Because the law of defamation varies between jurisdictions such that it is easier or more difficult for plaintiffs to establish their claims depending on their choice of jurisdiction, plaintiffs can strategically advance their actions in the jurisdictions in which they have the greatest juridical advantage. For example, American defamation law may require some plaintiffs to demonstrate malice on the part of the defendant as a pre-requisite to establishing liability. Because no such requirement exists in Canada, plaintiffs may enjoy a juridical advantage by pursuing their defamation claims in Canada rather than in the United States.

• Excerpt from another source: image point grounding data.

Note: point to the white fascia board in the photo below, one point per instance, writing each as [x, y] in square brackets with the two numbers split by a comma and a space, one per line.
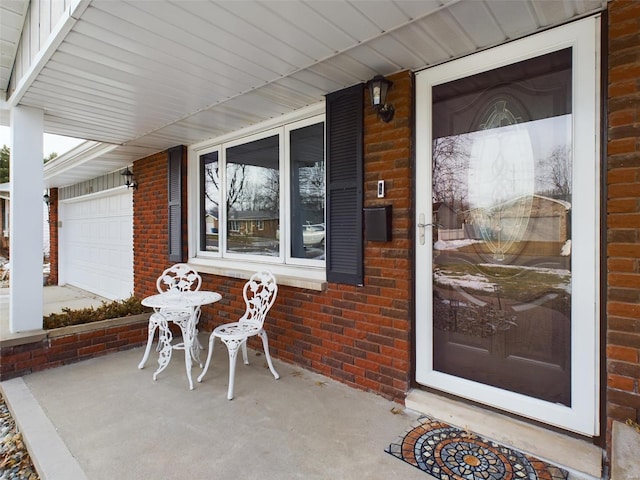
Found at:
[83, 153]
[56, 37]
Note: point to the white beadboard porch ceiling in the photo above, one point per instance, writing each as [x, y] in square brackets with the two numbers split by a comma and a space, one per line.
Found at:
[148, 75]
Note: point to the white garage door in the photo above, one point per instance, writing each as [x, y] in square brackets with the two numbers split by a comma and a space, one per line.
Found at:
[96, 243]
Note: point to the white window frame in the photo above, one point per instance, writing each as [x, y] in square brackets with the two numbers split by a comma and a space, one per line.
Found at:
[304, 273]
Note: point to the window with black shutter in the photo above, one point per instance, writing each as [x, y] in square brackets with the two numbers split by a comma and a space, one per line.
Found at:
[175, 203]
[344, 185]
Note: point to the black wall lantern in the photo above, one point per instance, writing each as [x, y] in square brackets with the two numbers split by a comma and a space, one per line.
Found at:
[128, 179]
[378, 87]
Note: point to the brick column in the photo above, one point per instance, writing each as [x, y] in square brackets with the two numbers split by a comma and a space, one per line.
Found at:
[623, 213]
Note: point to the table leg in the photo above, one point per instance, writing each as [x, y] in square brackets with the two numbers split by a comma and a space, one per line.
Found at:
[187, 328]
[164, 356]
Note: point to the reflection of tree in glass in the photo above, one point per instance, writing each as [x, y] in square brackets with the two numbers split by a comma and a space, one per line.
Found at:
[555, 173]
[450, 164]
[236, 180]
[311, 180]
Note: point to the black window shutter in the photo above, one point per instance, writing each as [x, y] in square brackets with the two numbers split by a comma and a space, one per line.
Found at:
[175, 203]
[344, 185]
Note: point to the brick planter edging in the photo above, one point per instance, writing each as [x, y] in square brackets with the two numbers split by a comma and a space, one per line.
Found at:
[65, 345]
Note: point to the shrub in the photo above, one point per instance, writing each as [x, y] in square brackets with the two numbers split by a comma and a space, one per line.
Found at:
[115, 309]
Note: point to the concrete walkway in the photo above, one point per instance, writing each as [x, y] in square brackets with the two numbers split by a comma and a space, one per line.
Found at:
[105, 419]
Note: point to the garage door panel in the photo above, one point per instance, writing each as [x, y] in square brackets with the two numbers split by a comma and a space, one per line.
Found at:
[96, 244]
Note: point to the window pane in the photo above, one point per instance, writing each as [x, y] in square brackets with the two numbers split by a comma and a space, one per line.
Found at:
[210, 202]
[307, 192]
[253, 195]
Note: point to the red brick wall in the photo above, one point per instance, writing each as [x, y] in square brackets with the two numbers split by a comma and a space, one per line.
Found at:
[623, 212]
[53, 236]
[150, 213]
[358, 335]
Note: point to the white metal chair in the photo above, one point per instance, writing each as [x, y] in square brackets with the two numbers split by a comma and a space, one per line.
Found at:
[259, 295]
[179, 278]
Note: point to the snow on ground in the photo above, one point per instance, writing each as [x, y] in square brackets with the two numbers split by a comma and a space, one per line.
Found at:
[454, 244]
[475, 282]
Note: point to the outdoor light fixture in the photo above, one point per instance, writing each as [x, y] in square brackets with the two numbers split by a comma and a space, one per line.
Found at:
[378, 87]
[128, 179]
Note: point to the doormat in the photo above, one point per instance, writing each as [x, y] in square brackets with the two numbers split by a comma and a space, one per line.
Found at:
[449, 453]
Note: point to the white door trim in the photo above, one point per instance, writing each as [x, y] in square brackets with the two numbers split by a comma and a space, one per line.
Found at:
[582, 417]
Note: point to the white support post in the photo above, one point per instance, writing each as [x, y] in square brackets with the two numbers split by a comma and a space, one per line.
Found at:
[26, 243]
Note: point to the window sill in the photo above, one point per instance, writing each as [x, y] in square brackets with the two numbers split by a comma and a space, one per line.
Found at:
[291, 276]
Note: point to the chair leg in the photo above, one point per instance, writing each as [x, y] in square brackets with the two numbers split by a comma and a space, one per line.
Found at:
[209, 353]
[265, 344]
[232, 346]
[245, 357]
[152, 330]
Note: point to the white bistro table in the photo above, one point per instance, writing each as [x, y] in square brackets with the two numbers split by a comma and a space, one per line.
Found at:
[172, 301]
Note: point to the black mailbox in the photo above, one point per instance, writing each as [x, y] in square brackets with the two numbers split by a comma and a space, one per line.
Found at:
[377, 223]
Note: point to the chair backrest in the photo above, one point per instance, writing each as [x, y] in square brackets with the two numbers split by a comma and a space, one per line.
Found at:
[179, 277]
[259, 295]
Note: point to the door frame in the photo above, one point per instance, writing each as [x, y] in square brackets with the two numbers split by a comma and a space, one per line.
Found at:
[583, 37]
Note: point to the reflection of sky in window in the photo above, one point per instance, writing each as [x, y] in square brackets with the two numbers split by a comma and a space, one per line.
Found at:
[501, 166]
[506, 162]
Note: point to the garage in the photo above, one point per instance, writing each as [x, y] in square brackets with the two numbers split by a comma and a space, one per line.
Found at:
[96, 243]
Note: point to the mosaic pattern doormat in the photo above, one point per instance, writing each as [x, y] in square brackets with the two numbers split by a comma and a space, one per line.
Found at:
[448, 453]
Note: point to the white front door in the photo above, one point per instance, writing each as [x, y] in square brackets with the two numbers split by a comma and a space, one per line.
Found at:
[96, 243]
[508, 220]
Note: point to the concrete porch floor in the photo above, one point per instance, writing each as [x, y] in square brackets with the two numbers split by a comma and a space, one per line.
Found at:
[104, 419]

The Court’s reasons in Banro may provide courts in future cases with a way to restrain libel tourism. After concluding that jurisdiction had been properly assumed, the Court turned to determine whether the court of another jurisdiction was a more appropriate forum for the hearing of the action. In the course of applying the doctrine of forum non conveniens, the Court considered the question of which substantive law should be applied to determine the claim. Courts have traditionally applied the lex loci delicti rule (“the place where the tort occurred”) to decide which law applies to determine tort claims. The rationale for the application of the lex loci delicti rule is that, in the case of most torts, the occurrence of the wrong constituting the tort occurs in the same jurisdiction in which the consequences of the wrong are suffered.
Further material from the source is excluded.